I wish I could suggest a better approach, but the thing is, it's really just a technical issue. It has social ramifications, but mainly for technical folks. There's very little reason for mainstream users to care. All that can be done is some vague handwaving about rights and freedoms that typical users are in no position to exercise.
Possibly the best route to take is cost, but for most people the cost of software isn't really that onerous. A few hundred dollars a year isn't terribly out of line for the provided benefit.
Slashdot - where whining about luck is the new way to make the world you want.
I work for the federal govt, and I recently received a notice from my organization stating that, for security reasons, only certain "standard" applications will be allowed. MS Office is one of them
I don't have the memo handy, but if I recall, it applied only to PCs and Macs. I'm not sure if "PC" means a "Windows PC" or if it also includes Linux PCs. So that may or may not leave the door open to OpenOffice (or other ODF-based suites) for Linux at least.
In any case, this mandate really burns me. Just when the world may be ready to start abandoning the MS monopoly, my organization is trying to reinforce it for "security" reasons.
The other thing that gets me is that if I protest, most of my colleagues will think I just have some sort of quirky, neurotic aversion to MS because Bill Gates is "too rich" or something. You'd be amazed how many otherwise well-informed technical people out there are truly clueless about the standards war going on.
I watch Brit Hume on Fox News
Could the author explain why Linux isn't ready for office use? In my opinion it's been "ready" for several years, and only getting better. (And no snarky comments about lack of games, that doesn't apply to an office environment)
Open Office is improving all the time, some of the components(I only really use word processing) are almost as good as the Microsoft equivilants. The document format is standard and can be replicated by any application which wants to do so.
However, it hasn't been, you can't just open an Open Office document, you have to install Open or Star Office, or possibly some other freeware application. Most specifically you can't open an Open Office document in Microsoft Office, which, no matter how much you dislike it, is the defacto industry standard.
If you send someone a word document, they will have something which can open it, and if they do any document editing at all, they'll be able to work with it and change it. If you send them an OpenOffice document, odds are they won't be able to open it. The purpose of these sorts of files is to store and transfer data, if the person I'm sending that document to can't open it, then it doesn't matter whether the file is open or closed, because it has no practical purpose.

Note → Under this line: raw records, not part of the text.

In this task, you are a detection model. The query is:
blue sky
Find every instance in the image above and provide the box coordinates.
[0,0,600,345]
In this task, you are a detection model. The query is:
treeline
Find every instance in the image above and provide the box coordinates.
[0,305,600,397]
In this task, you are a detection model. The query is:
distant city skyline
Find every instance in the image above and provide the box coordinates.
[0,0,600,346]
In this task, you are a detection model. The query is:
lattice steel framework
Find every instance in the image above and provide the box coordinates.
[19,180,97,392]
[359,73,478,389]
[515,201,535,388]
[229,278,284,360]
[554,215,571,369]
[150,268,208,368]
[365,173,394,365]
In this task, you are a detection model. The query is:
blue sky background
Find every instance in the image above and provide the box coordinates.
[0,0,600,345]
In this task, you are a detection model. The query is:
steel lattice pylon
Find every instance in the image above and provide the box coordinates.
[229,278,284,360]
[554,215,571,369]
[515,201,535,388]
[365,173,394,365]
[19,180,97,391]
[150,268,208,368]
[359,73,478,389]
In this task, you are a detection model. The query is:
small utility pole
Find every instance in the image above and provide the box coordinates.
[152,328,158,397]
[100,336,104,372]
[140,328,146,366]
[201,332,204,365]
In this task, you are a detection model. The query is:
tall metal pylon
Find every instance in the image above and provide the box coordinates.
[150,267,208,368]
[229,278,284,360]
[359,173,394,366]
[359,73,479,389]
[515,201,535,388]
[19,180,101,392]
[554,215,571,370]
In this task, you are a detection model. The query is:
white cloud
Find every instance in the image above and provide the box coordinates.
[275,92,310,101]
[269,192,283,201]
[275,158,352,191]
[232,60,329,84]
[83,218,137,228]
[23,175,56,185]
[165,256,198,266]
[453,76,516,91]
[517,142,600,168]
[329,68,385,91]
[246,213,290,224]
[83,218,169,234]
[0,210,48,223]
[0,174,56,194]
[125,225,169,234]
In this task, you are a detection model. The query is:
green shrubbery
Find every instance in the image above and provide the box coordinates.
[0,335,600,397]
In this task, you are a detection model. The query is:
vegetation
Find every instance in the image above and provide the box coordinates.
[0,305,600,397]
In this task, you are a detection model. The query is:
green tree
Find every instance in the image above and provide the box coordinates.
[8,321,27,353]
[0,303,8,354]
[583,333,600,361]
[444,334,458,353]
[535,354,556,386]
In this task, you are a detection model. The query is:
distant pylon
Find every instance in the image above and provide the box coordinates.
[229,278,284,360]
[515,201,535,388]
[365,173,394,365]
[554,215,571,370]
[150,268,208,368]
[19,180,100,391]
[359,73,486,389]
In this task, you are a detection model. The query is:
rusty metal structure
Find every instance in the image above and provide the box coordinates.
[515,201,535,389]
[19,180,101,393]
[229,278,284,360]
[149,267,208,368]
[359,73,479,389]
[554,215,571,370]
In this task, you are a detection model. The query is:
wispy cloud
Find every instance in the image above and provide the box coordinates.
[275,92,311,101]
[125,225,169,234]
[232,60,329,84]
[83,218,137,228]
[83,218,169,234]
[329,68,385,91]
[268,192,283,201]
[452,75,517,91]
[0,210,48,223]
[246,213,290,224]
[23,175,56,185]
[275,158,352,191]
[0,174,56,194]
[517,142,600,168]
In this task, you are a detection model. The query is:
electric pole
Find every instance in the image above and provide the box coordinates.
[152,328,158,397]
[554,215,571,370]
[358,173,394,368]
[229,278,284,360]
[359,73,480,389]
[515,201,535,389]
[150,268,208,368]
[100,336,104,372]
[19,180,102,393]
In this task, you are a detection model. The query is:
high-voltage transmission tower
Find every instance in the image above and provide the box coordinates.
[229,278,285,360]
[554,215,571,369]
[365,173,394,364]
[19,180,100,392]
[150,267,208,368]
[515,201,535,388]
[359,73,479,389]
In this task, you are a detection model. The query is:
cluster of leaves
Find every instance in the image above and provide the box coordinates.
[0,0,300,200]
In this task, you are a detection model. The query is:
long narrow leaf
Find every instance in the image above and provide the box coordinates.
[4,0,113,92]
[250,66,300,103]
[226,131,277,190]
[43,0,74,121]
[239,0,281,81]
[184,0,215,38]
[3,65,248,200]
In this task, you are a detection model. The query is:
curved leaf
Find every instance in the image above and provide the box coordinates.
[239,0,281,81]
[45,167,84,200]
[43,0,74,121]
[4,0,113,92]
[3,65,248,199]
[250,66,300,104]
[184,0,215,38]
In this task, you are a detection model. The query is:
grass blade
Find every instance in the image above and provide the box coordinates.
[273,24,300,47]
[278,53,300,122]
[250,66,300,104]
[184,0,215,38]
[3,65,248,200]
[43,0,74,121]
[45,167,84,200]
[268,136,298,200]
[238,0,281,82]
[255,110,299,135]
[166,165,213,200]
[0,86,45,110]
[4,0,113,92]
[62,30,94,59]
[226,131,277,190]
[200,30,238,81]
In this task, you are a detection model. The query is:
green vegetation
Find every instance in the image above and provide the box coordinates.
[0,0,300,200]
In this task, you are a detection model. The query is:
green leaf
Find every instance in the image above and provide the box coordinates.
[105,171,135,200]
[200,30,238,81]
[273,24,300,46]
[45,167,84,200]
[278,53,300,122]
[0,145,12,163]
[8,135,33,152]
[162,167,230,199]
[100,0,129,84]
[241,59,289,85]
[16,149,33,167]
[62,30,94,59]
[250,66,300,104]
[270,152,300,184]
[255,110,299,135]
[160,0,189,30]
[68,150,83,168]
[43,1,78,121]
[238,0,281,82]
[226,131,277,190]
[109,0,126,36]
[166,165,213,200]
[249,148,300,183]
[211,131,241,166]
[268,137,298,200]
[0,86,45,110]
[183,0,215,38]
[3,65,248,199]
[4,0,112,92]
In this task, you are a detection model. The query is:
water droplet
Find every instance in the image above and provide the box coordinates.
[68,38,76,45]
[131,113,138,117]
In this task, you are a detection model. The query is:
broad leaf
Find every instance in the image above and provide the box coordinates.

You can argue about the value of open standards till you're blue in the face, but if everyone can't open it without substantial effort(downloading a 100 meg file is substantial effort), if they can't edit it without substantial effort, then it doesn't have any value at all.
You could design a language which was perfect, which had no exceptions to rules, which allowed for no ambiguity or misunderstanding, which was, in every way you can measure such a thing, perfect, but if no one speaks it it doesn't make any difference at all.